Um atraso nos ensaios, uma falta ou mesmo um abandono às vésperas de uma apresentação são "gatilhos" suficientes para tirá-lo do sério. Para restabelecer o controle, só quando está à frente da orquestra.

Contra o relógio
A rotina da pediatra Lucila Bizari Fernandes do Prado, 45, é calcada em uma meticulosa programação de suas tarefas: é daquelas que, em janeiro, já possui obrigações marcadas na página de dezembro de sua agenda -sejam profissionais ou pessoais.
Organizada ao extremo, um atraso em qualquer um de seus compromissos, para ela, é mais que desarranjar o planejado: vira sinônimo de nervosismo, irritação e de um profundo sentimento de perda de tempo. "Eu me estresso quando alguém deixa de ir à consulta sem me avisar. Sei que poderia ter programado mil coisas para aquele tempo que estaria vago."
Se acorda com o "pé esquerdo", procura se policiar, pois sabe que, se algo foge de seu esquema, seu nervosismo será descontado em alguém, pacientes ou alunos -ela, além de clinicar, dá aulas na Unifesp (Universidade Federal de São Paulo) e administra casa e filhos.
"Lembro de uma vez que fiquei brava com um paciente que chegou atrasado. Só depois percebi e pedi desculpas. Mas tento esquecer, de outra maneira, poderei até ser parcial no atendimento." A fórmula então encontrada para evitar seu principal gatilho de estresse é ter sempre à mão provas para corrigir, assim sente que não está desperdiçando seu tempo. "Fazer ginástica também adianta."

Só rezar não adianta
"A vocação religiosa não é o que me estressa, são as pessoas", afirma Maria Bello Giustina, 52, referindo-se, principalmente, a vítimas da desigualdade social. Altruísmo compreensível, já que se trata de uma freira -da ordem das Irmãs Beneditinas da Divina Providência.
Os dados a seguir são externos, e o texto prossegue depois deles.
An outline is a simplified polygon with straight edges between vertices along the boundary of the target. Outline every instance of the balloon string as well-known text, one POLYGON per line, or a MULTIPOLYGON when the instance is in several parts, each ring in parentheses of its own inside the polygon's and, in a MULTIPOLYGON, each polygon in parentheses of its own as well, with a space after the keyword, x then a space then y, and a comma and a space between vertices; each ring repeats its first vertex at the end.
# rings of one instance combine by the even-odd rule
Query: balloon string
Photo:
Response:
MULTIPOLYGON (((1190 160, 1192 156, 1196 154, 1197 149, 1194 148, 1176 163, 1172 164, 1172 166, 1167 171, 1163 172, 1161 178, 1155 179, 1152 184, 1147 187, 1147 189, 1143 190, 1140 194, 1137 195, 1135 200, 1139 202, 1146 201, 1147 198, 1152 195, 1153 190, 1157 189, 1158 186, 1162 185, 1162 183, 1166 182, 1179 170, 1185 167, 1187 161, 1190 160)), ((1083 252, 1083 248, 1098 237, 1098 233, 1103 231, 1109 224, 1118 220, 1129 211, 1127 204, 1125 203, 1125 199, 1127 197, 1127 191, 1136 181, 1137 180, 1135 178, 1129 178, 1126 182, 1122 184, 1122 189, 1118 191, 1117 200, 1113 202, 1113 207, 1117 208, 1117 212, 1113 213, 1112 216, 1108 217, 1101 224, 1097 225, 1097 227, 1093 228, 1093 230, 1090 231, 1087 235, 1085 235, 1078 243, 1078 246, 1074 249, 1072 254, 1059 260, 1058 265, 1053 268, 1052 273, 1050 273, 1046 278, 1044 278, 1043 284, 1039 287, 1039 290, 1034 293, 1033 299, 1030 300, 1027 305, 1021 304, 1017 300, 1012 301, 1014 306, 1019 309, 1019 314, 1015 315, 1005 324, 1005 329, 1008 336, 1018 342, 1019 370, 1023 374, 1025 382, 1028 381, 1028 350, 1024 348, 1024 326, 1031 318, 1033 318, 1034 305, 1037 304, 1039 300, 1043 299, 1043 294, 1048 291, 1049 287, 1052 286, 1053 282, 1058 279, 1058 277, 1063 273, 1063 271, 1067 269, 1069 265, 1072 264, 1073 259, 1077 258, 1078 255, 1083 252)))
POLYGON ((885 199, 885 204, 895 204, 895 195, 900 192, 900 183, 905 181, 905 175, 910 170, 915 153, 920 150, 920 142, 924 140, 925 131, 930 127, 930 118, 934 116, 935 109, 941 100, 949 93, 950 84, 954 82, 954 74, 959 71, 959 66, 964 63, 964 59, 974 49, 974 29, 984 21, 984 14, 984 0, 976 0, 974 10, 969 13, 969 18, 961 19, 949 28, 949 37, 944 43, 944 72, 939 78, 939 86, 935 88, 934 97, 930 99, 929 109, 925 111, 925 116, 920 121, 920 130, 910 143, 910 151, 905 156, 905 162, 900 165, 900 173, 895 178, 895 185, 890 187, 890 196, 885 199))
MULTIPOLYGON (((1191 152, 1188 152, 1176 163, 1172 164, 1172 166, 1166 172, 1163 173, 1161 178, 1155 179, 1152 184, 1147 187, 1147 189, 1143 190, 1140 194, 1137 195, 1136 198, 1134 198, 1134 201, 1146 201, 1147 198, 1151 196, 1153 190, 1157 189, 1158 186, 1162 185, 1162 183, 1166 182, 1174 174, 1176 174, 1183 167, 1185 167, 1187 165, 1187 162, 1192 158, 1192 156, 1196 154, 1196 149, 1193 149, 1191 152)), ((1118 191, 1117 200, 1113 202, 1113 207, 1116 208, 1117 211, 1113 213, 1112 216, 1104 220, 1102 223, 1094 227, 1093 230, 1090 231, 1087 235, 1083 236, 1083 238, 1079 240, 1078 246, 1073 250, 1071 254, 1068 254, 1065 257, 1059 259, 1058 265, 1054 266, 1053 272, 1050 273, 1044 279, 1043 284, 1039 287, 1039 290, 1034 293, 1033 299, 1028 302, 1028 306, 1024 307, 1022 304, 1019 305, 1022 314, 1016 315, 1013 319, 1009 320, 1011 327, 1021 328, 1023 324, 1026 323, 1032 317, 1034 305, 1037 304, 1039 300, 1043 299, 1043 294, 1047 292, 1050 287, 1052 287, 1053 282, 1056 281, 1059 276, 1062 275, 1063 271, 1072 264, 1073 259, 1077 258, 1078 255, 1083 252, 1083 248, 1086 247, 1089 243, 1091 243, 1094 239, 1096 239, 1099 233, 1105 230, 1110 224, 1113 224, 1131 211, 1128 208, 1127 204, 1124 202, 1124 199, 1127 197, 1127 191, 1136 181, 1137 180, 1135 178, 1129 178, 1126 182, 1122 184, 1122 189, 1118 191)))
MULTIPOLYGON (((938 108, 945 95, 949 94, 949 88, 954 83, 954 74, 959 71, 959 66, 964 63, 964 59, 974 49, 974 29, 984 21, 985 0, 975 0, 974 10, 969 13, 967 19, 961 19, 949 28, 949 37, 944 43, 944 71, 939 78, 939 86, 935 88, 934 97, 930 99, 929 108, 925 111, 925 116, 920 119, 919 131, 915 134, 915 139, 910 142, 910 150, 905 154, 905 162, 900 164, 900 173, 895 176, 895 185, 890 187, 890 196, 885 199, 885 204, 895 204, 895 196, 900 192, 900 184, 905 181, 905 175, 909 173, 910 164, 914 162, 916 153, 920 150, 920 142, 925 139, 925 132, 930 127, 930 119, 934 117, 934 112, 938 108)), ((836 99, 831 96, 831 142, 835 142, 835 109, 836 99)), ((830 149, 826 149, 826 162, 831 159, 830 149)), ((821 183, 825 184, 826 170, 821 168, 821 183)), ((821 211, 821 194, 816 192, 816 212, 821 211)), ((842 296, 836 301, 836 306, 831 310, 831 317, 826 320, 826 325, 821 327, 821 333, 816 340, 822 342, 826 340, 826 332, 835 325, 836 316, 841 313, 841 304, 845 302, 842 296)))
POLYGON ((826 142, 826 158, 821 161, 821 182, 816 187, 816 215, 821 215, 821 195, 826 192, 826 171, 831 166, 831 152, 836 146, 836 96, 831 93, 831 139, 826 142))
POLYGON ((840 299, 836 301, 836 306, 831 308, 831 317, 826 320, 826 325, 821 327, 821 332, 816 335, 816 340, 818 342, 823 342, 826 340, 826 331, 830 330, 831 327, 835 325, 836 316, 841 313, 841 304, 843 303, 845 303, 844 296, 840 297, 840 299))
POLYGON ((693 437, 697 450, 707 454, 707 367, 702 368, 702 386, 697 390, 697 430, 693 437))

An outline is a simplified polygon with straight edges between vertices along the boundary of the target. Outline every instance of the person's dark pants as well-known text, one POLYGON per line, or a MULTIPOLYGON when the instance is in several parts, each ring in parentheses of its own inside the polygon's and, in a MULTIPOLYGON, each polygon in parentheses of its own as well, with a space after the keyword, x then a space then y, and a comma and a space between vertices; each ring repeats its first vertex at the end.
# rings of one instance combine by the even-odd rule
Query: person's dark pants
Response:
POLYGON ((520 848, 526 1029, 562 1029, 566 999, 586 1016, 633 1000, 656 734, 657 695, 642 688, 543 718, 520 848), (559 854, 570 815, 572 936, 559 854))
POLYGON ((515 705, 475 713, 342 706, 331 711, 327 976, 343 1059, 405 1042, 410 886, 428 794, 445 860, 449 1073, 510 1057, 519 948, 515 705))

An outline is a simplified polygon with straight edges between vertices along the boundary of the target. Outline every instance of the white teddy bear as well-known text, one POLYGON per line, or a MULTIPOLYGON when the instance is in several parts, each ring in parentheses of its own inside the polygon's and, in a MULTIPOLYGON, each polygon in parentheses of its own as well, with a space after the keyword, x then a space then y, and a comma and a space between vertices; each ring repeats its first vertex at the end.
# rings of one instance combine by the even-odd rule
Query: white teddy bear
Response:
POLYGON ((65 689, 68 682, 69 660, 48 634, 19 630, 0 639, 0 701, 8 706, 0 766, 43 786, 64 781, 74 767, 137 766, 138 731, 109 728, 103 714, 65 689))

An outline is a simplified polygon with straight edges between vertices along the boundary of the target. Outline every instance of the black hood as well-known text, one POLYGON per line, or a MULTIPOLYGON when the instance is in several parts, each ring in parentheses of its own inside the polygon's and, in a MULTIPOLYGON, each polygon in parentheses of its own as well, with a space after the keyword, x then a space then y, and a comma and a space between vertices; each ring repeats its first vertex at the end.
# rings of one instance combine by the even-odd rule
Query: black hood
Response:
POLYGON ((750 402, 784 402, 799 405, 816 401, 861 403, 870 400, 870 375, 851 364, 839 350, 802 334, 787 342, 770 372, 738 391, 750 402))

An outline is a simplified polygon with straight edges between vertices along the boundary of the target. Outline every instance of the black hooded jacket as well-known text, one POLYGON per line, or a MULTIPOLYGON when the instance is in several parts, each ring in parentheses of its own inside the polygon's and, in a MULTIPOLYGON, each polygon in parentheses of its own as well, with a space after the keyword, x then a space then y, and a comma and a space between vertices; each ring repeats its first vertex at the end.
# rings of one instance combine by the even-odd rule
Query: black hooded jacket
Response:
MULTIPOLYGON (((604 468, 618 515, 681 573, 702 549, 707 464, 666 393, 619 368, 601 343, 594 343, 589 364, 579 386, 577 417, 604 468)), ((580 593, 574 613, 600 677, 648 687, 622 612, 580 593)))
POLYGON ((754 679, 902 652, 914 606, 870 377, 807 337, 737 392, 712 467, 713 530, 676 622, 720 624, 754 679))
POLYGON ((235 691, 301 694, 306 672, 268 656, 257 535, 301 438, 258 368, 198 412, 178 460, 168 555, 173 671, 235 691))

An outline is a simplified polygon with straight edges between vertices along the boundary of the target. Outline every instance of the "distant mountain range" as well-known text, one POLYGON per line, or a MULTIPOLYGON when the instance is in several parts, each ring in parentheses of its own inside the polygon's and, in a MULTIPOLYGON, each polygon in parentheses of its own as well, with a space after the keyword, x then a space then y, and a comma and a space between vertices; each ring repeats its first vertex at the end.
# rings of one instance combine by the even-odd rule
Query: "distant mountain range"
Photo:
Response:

A explicação para que padres e freiras figurem entre profissões estressantes, segundo pesquisa da Isma-BR, fica por conta da vida enclausurada, quando é o caso, falta de apoio comunitário, frustração e dificuldade financeira, além de pouco tempo para estudar.
Contudo, apesar de reconhecer que esses são fatores vêm tirando muito religioso do sério, ela garante manter superioridade no assunto. "Sinto uma cobrança muito grande em dar um testemunho às pessoas, e isso é estressante, pois sempre deve estar edificante", afirma, dizendo que, para lidar com essa pressão, recorre ao bom e velho terço. "É como um tranqüilizante."
Mas, segundo ela, nem sempre ajuda. "A tensão sempre vem quando tenho de falar em público, diante de pessoas que não conheço. Fico tensa, meu rosto fica vermelho, queimando. Procuro me acalmar, sou dona de mim, tento técnicas de relaxamento, pois a oração tranqüiliza, mas nem tudo se resolve rezando."